Et il ne s'agissait pas que de petits films oubliés de tous, mais concernait aussi des oeuvres fameuses, comme le formidable Londres après minuit de Tod Browning avec Lon Chaney, ou la première adaptation de Gatsby le magnifique, sortie en 1926, un an tout juste après la parution du livre de F. Scott Fitzgerald. C'est dire l'étendue du désastre.
Si en France le constat est semble-t-il moins alarmant, du fait d'un impact de la censure moindre et d'une politique de conservation des studios plus affirmée, comme l'écrivait un article de Slate publié également en 2013 dans le sillage de l'étude de la Bibliothèque du Congrès, il reste que ces oeuvres ont posé de très nombreux problèmes de conservation, notamment en raison de la grande fragilité des bobines de films, composées de nitrate d'ammonium, extrêmement inflammable.

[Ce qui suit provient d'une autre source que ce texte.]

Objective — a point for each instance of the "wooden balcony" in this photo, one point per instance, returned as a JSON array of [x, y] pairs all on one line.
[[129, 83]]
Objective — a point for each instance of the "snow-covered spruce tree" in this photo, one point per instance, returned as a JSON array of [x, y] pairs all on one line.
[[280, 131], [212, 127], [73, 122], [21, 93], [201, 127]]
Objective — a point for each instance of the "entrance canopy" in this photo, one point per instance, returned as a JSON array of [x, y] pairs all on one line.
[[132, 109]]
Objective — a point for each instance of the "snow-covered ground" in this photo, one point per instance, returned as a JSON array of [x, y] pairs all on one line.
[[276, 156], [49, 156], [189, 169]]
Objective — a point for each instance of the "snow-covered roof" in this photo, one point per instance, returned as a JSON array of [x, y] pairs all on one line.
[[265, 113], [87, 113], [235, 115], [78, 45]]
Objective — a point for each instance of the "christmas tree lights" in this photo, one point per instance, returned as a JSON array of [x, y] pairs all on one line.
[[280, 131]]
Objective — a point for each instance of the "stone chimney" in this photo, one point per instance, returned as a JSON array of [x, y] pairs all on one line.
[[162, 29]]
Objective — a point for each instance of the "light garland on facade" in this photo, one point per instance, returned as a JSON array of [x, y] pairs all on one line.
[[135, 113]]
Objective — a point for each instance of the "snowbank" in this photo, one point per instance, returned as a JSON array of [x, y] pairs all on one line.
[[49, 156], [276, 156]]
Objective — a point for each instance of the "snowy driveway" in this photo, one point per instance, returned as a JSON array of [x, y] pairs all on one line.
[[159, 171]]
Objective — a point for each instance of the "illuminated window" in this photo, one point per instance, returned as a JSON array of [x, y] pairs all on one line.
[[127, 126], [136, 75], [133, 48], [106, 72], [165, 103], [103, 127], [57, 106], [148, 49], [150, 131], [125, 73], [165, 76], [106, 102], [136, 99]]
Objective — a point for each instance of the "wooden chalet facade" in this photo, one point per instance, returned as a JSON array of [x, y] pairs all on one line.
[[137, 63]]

Si l'on ajoute à cela des problèmes juridiques divers, des bobines parfois entreposées n'importe où et pas du tout inventoriées par pure négligence, pour ne citer que ces cas de figure, bon nombre d'oeuvres ont été déclarées perdues à jamais.
Réalisateur danois et figure majeure du cinéma de l'ère du muet, grand amateur d'Histoire, Carl Theodor Dreyer s'était pris de passion pour la vie de Jeanne d'Arc, depuis sa canonisation en 1924. Remaniant un manuscrit écrit par Joseph Delteil qui retraçait le procès de Jeanne d'Arc en 1431, il livrera en 1928 La Passion de Jeanne d'Arc.
Une oeuvre portée à bout de bras par une actrice venue du théâtre, Renée Falconetti, prête à endurer tous les supplices ou presque pour mieux incarner son personnage; y compris jusqu'à recevoir de vrais crachats au visage. Sur les 1500 plans tournés pour La Passion de Jeanne d'Arc, plus de 400, c'est à dire près d'un tiers, sont des très gros plans centrés sur le visage lumineux et innocent de l'actrice...
Comme en accord spirituel avec son propos, La Passion de Jeanne d'Arc périt deux fois par les flammes. La première fois en 1928, à l'époque où il était déjà censuré par les autorités en raison de ses critiques sur le clergé. Carl Theodor Dreyer réussit alors à reconstituer le film en s'aidant des prises originales non gardées au montage.
Mais, comble de l'ironie, cette seconde version "bricolée" brûla elle aussi. On cru le film définitivement perdu, jusqu'à ce que l'on retrouve une version apparemment fidèle à l'esprit de Dreyer (c'est à dire non censurée) dans un hôpital psychiatrique d'Oslo en 1981. Un miracle, assurément.